Paisley Rekdal to Lead the American West Center
The College of Humanities at the University of Utah has named Paisley Rekdal, Distinguished Professor of English, as the next director of the American West Center.
Rekdal will begin her appointment on July 1, 2023, when Gregory Smoak, associate professor
of history, concludes his 11-year tenure as director. The college is forever grateful
for Smoak’s many years of leadership and service and is looking forward to a new chapter
“Under Smoak’s leadership, the American West Center has continued to thrive and grow,” said Hollis Robbins, dean of the College of Humanities. “Through the center, he has created and worked on projects for the National Park Service and the United States Forest Service, as well as numerous projects for Native peoples creating curricular support for tribes, documenting oral histories, creating archives and more. His ongoing project, Native Places Atlas, restores Indigenous place names to the features of Utah and the Intermountain West.”
Although he’s been the director since 2012, he has been involved with the center since 1988. He began by editing and recording oral histories and doing contract research and reports for American Indian tribes and later became a co-PI on a project for Shoshone Bannock Tribes.
"The American West Center has been my intellectual home and integral to my career since I first came to the university over three decades ago and I look forward to remaining engaged with the center through ongoing and future projects,” said Smoak. “Professor Rekdal will be the perfect director to sustain the center's long tradition of community engagement while leading it in exciting new directions."
The American West Center was founded in 1964 with the unique mission of researching the history and culture of the American West. Over the past half century, faculty and graduate student researchers have taken more than 7,000 oral histories, including an unparalleled 2,000 Native American interviews.
The center’s staff has created an archive of documents essential for the study of Western peoples and lands as well as a myriad of curriculum support materials – most notably seventeen community history textbooks and a statewide curriculum focused on Utah’s American Indian peoples. Now entering its sixth decade, the center continues to be a vibrant part of the University of Utah. Because both undergraduate and graduate students carry out projects, the center offers invaluable hands-on education and experience. Through interdisciplinary work, the center brings together students and faculty who might not otherwise cross paths.

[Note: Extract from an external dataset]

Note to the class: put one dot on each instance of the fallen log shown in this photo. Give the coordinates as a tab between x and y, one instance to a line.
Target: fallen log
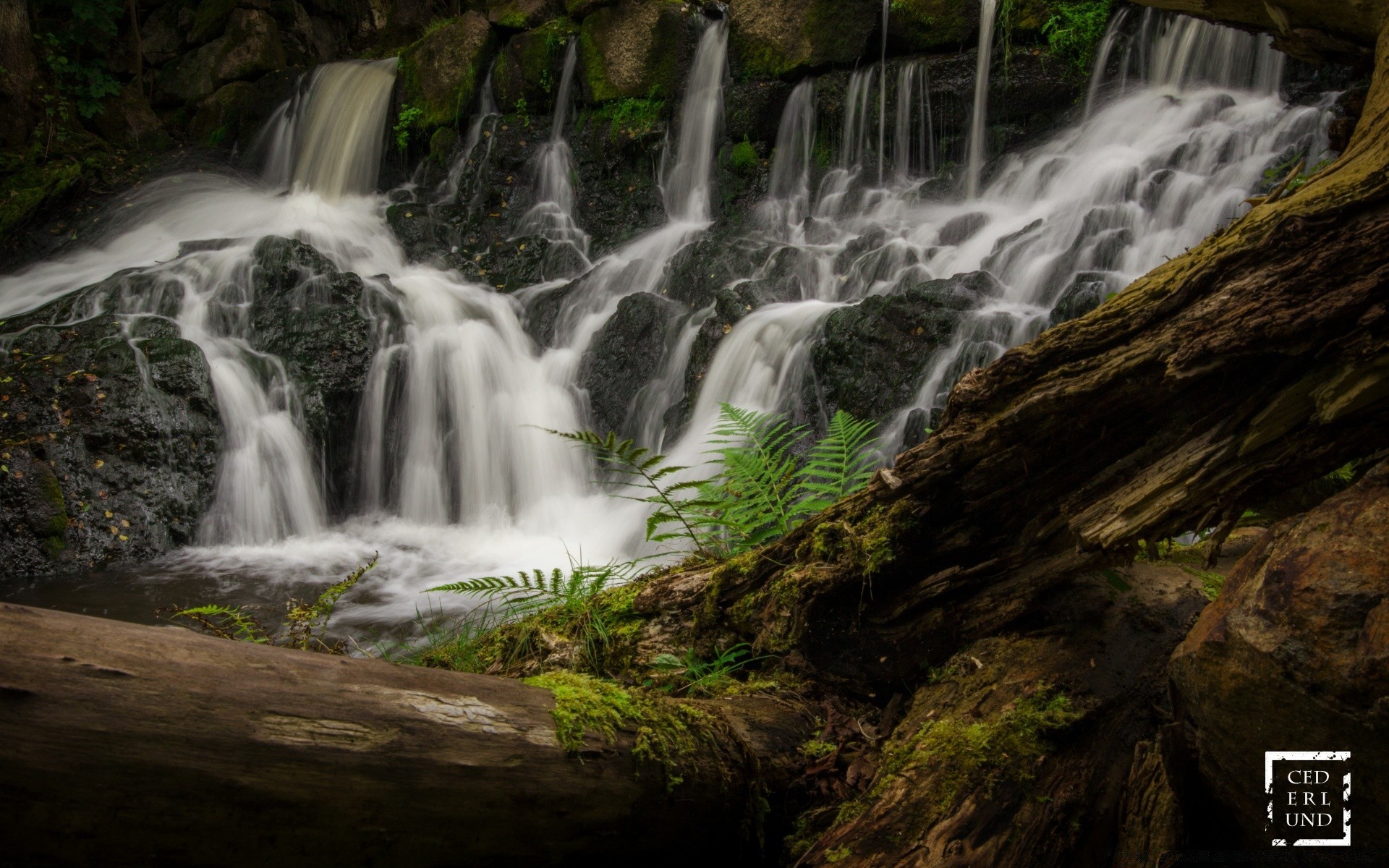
125	745
1254	363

“I’m extremely excited to work with a center devoted to exploring the West through an interdisciplinary lens,” said Rekdal. “In the coming years, I want to showcase the amazing work the center has already done with the local indigenous communities and also expand the center’s outreach efforts with regard to language preservation and fostering Native arts. I want to create more public programming that centers Latinx, AAPI, and refugee narratives in the West. I also want to shine a spotlight on the many scholars, environmental researchers, farmers, artists and filmmakers who are already rethinking the future of the West in an era of unprecedented climate change.”
About Paisley Rekdal
Rekdal is the author of a book of essays, “The Night My Mother Met Bruce Lee;” the hybrid photo-text memoir, “Intimate;” and six books of poetry: “A Crash of Rhinos;” “Six Girls Without Pants;” “The Invention of the Kaleidoscope;” “Animal Eye,” a finalist for the 2013 Kingsley Tufts Prize and winner of the UNT Rilke Prize; “Imaginary Vessels,” finalist for the 2018 Kingsley Tufts Prize, and “Nightingale,” which won the 2020 Washington State Book Award for Poetry. Her newest works of nonfiction are a book-length essay, “The Broken Country: On Trauma, a Crime, and the Continuing Legacy of Vietnam” and “Appropriate: A Provocation.” She guest edited “Best American Poetry 2020.” Two new books are forthcoming: a hybrid book-length poem entitled “West: A Translation” (Copper Canyon Press, May 2023) and “Real Toads: Imaginary Gardens: How to Read and Teach a Poem” (forthcoming from W.W. Norton).
Her work has received a Guggenheim Fellowship, the Amy Lowell Poetry Traveling Fellowship, a Fulbright Fellowship, a Civitella Ranieri Residency, a National Endowment for the Arts Fellowship, Pushcart Prizes (2009, 2013), Narrative's Poetry Prize, the AWP Creative Nonfiction Prize, and various state arts council awards. Her poems and essays have appeared in or are forthcoming from The New Yorker, The New York Times Magazine, American Poetry Review, The Kenyon Review, Poetry, The New Republic, Tin House, the Best American Poetry series (2012, 2013, 2017, 2018, 2019), and on National Public Radio, among others.
She is also the creator and editor of West: A Translation, as well as the community web projects Mapping Literary Utah and Mapping Salt Lake City. Between 2017-2022, she served as Utah's Poet Laureate, receiving a 2019 Academy of American Poets Laureate Fellowship. She currently serves as poetry editor for High Country News, and as co-chair of PEN America's Utah Chapter.